If we want to eradicate extreme poverty at the current rate of trickle down and bring the living allowance of the very poorest people in the world up to $1.25 per day it would require global GDP to increase by 15 times taking over 100 years. Under the current economic system this would require huge increase in consumption levels. This all requires cheap energy, which will mainly come from fossil fuels which will accelerate climate change and more land for agricultural products driving deforestation and environmental degradation making those poorest of people more vulnerable to extreme weather events.
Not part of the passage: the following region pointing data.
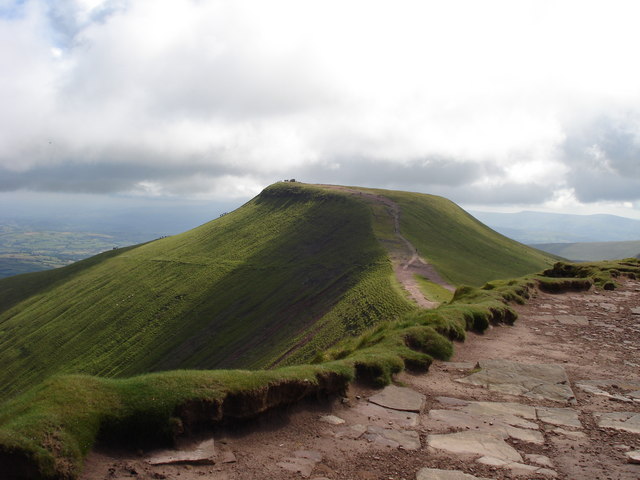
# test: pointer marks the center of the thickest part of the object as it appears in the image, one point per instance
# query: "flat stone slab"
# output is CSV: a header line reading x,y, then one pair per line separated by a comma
x,y
570,433
399,398
541,460
621,390
633,456
458,365
579,320
502,409
331,420
202,454
353,432
406,439
624,421
564,417
518,468
475,443
437,474
386,415
484,423
540,382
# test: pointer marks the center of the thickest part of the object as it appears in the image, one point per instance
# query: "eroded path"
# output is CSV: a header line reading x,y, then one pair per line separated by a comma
x,y
407,263
555,396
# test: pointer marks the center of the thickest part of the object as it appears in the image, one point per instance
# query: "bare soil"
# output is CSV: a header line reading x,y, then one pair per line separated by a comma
x,y
607,347
407,263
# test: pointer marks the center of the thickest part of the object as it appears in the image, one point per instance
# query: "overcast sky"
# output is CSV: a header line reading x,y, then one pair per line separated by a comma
x,y
494,104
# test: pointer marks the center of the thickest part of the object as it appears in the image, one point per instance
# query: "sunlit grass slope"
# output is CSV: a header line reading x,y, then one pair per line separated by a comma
x,y
240,291
464,250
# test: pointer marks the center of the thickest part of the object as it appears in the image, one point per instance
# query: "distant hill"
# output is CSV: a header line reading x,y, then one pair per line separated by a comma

So the understanding of the World’s current and future social and environmental challenges suggest the very economic theories that have dominated global economics for the last 35 years are not fit for purpose. But do not misunderstand me this is not a rant against capitalism but against the extreme pervert form of capitalism called neoliberalism. What is required is proactive and aggressive redistribution of wealth both within and between countries. This could be via provisioning of free essential services such as access to clean water, health care and education. Progressive taxation is essential to rebalance inequalities. This in turn reduces cost as it has been shown that the smaller the social divisions within a country the lower the health care costs and the higher the longevity. Outdated major international institutions such as the World Trade Organisation need to be dismantled and new governance structures fit for the twenty first century created to accelerate sustainable development. This is where academics can make a fundamental difference by envisioning new political systems of governance, which enable collective action and more equal distribution of wealth, resources and opportunities. After reading this blog ask yourself one question ‘why are we constantly told we cannot have a more equal, fair and sustainable global society?’